Les éleveurs de brebis ont façonné les paysages ouverts des Causses et des Cévennes (monts Lozère et Aigoual) depuis le néolithique. La transhumance y remonte à plus de 4.000 ans
selon les archéologues. En outre, l’élevage des troupeaux conduits par des bergers sur les pâtures a favorisé une faune et une flore exceptionnelles. Cette symbiose des éleveurs et
du territoire a été reconnue en juin 2011 par l’Unesco, en inscrivant "Les paysages culturels de l'agropastoralisme des Causses et les Cévennes" dans la
liste du patrimoine mondial de l'UNESCO.
Or cet été, les attaques de loups se multiplient sur les troupeaux, mettant en péril une activité millénaire et toute l’économie locale. Les loups ont toujours rôdé autour des
troupeaux, ce n’est pas une nouveauté. Ce qui est nouveau, par contre, c’est l’interdiction faite aux éleveurs de défendre leurs bêtes. Le prédateur est intelligent: il se sert
sans crainte de jour dans les troupeaux de brebis, proies tellement plus faciles à attraper qu’un animal sauvage.
Devant la catastrophe annoncée, une poignée de chercheurs en accord avec les éleveurs, dont certains se sont impliqués dans la reconnaissance par l’Unesco de ce patrimoine mondial,
demandent que les pouvoirs publics accordent aux éleveurs le droit de faire des tirs de défense y compris dans le parc national des Cévennes.
Depuis leur arrivée à la mi-juin sur les estives du mont Lozère, les éleveurs d’ovins transhumants voient leurs troupeaux victimes d’attaques répétées d’un ou de plusieurs loups. Le poids de cette menace permanente est matériellement et psychologiquement insoutenable pour ces éleveurs et bergers. Si les pertes en nombre d’animaux restent à ce jour limitées – pour combien de temps? – c’est au prix d’une surveillance renforcée du troupeau, de jour comme de nuit, par tous les temps. Dans ce contexte, certains envisagent d’abandonner les estives du mont Lozère à plus ou moins court terme, voire dès cet été.

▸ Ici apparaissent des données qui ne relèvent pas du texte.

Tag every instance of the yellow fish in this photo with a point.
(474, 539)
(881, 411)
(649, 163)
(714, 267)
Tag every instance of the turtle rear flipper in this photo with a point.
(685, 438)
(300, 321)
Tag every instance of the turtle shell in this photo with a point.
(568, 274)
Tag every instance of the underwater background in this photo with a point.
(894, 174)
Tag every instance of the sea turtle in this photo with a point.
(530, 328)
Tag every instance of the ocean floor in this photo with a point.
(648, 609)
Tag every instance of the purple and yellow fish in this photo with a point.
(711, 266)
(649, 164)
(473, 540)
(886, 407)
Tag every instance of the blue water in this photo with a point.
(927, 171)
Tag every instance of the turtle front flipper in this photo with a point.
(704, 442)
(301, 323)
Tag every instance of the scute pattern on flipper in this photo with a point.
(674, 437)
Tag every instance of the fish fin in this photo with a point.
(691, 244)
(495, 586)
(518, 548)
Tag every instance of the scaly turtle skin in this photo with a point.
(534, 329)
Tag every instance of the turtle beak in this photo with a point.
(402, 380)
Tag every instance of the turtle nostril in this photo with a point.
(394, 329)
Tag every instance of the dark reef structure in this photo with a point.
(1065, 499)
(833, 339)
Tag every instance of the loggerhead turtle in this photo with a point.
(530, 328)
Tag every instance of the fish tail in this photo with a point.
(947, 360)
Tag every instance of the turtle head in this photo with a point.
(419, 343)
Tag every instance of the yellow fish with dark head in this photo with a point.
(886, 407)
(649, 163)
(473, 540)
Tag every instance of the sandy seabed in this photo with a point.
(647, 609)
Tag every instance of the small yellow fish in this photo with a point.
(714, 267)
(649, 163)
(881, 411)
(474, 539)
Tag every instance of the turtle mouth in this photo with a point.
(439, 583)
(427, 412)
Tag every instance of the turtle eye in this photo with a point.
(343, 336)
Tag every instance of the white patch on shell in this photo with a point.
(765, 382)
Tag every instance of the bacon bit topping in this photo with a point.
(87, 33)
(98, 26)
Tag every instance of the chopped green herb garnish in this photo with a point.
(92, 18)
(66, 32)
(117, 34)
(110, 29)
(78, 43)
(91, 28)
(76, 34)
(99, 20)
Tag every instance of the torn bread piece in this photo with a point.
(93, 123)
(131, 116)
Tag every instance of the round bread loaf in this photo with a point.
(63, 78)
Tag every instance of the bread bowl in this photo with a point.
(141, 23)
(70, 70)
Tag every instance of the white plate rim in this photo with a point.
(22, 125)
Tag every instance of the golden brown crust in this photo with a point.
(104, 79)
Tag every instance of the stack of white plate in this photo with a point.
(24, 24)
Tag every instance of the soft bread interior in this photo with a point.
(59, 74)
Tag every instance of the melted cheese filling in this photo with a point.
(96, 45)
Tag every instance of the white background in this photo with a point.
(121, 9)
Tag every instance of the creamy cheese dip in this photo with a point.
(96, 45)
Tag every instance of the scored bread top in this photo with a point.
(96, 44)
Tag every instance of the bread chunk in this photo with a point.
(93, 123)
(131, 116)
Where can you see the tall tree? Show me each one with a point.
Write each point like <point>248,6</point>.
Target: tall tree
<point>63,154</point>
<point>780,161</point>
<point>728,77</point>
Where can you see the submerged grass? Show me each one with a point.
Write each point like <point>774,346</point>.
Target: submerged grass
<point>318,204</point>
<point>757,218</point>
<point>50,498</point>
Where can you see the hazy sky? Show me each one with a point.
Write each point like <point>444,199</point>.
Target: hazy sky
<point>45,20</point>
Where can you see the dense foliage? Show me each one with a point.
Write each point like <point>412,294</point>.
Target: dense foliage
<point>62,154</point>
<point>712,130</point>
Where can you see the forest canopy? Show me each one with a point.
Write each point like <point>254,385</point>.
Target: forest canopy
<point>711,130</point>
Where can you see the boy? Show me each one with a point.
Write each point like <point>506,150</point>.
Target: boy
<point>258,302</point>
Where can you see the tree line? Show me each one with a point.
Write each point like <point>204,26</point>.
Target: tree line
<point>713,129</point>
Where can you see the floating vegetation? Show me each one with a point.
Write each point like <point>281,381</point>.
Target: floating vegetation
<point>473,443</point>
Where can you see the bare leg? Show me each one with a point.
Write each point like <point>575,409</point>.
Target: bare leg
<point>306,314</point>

Plus largement, si rien n’est entrepris pour y mettre un terme, l’installation des loups affectera le pastoralisme tant sur les territoires d’estives (mont Lozère, massif de l’Aigoual, hautes Cévennes…), que sur les espaces essentiellement valorisés par des élevages sédentaires (Causses de Sauveterre, Méjan, Noir, Larzac et autres Causses méridionaux). Les dispositifs préconisés pour la protection des troupeaux (parcs électrifiés, patous, aides-bergers…) présentent l’inconvénient majeur d’être coûteux et d’une efficacité limitée: le constat s’impose dans les Alpes, en dépit des efforts des éleveurs et bergers, depuis 15 ans pour certains. Quant à l’effarouchement, il n’aboutit qu’à déplacer le danger vers d’autres bassins d’élevage proches et à déranger la faune locale. À brève échéance, c’est donc toute une région de moyenne montagne où l’existence même de l’activité pastorale en système extensif, déjà fragile, sera mise en cause.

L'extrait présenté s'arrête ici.